I have no problem with advertising against a candidate or an issue intrinsically. My problem is when the line is crossed to where it's hollow yet visually and emotionally appealing images and words. I find the means at which they are trying to express the idea to be problematic. Despite my feelings on the issue, the images of children in such work conditions is triggers an emotional responce without actually evaluating what is going on. And that is the main problem I have with the ad and in a more general sense the state of most if not all political discussions. The content isn't there; it's rhetoric.

And honesty, by comparison, this is a drop in the bucket in that department. I would love to one day see discussions on gay marriage, gun control, abortion, affirmative action, the nature of church and state, everything!-- be done without resorting to the shields that have been adopted. However, as it stands I don't think free discussion of the issues are possible because people are not willing to discuss them. They want to argue (and not in the classic sense) and have crusades over them, but real discussions I find to be few and far between.
Feb. 1st, 2004 08:12 pm (UTC)
Ger, I have to disagree with you on the "children in such work conditions" issue. They aren't in bad working conditions - One's in a grocery store, ones in a factory work conditions exactly like an adult would today, etc. They don't look happy, but they aren't being hurt or anything. They're just working.

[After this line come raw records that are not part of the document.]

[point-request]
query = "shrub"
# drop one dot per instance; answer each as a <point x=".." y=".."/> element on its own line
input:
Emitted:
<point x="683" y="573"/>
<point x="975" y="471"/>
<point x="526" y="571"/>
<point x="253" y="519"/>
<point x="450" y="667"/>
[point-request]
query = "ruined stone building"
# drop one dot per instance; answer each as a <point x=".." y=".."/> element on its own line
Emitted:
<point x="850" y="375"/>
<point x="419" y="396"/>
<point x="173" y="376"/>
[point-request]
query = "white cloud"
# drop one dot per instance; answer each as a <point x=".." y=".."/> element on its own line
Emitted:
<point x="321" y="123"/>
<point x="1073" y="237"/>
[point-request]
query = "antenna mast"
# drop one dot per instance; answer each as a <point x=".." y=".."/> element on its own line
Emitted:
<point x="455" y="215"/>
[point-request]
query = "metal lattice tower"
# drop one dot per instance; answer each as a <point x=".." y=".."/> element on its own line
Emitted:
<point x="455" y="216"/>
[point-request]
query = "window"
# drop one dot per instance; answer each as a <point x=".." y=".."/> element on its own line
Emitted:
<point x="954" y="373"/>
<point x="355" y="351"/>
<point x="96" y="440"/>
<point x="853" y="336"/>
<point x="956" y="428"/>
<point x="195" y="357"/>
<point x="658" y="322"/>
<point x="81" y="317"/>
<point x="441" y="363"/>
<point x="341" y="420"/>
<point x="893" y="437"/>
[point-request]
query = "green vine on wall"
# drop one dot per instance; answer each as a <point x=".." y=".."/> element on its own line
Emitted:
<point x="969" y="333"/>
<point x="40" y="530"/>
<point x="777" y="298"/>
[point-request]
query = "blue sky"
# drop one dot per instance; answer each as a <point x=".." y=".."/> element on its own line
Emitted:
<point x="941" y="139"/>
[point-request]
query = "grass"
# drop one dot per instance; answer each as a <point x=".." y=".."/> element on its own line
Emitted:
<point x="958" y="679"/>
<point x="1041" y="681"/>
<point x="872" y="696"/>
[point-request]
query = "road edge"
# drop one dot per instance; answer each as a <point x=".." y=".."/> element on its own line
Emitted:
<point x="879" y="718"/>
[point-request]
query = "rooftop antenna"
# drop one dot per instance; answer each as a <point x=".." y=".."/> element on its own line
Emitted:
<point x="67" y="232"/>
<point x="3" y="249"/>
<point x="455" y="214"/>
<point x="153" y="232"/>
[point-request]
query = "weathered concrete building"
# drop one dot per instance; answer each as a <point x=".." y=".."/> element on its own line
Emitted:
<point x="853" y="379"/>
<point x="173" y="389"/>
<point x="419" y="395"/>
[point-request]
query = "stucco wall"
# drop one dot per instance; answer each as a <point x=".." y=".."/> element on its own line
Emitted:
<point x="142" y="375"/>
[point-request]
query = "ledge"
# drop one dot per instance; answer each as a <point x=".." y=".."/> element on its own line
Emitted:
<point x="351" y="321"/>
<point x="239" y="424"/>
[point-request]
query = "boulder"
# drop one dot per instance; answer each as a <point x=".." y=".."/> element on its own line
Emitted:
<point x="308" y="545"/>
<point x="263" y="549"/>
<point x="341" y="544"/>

I don't think it's implying that in the future children will have to work to pay off our debt. It's allowing the viewer to make the connection between our children now and the immense amount of work they will be doing in the future (as adults) to work off our trillions of dollars of debt to our own country. That's what Bush is doing, borrowing from American tax dollars that haven't yet been paid, or social security that is supposed to be paid back to US. (I'm not really sure how that works, but that's my understanding.)

Feb. 1st, 2004 08:55 pm (UTC)
Touché. Somewhat.

I agree that its not implying that child labor is the future. On the other hand, they are trying to express what you said through the images of child labor. Seeing as how strongly the idea of child labor is deplored nowadays, on principle I have a problem with using the imagery to convey meaning because it does have a potent emotional response.

I agree it's not taking the idea too far (say, using sweatshop conditions), but its still muddy waters.

In short, it's not the validity of the issue the ad addresses that I question. It's what they are using, specifically why they are using instead of explaining matters like you just did.
Feb. 2nd, 2004 03:06 pm (UTC)
Well, I certainly understand where you're coming from, and it is important to explain the issue as clearly as possible, without the content is oversimplifying the issue for emotional effect.

I myself haven't decided whether or not the content is too emotionally voltile or not. However, I think that it would be very difficult to explain what I said in a 30 second commercial spot, AND keep the viewer's attention, AND have them remember it. So, what I would hope would come out of this isn't that people would immediately hate Bush or another negative outcome, but would be encouraged to look more into it.

Because Bush *is* spending at a rate of 2.5 times the Clinton administration and cutting taxes, so the goverment has no new revenue coming in. While it's nice to have taxes cut I think he's skirting his responsibility to make America financially secure in the future in this case. And it's very possible you and I and our kids will see the consequences. :( Buuuu. :(

Which is the other reason I like this commerical. It doesn't attack BUSH, it doens't say he's a bad man, it just attacks some of his financial policies. It sticks to the issue, not the person.
Feb. 2nd, 2004 05:55 pm (UTC)
Good points on the issues of the viewer attention and memory. Though, I would say that ideally those shouldn't be factors, but then I'd be drifting even further into the realm of normative claims, so I'll stop there.

So given the status quo, I guess what you've said makes sense, and I can see it from that angle.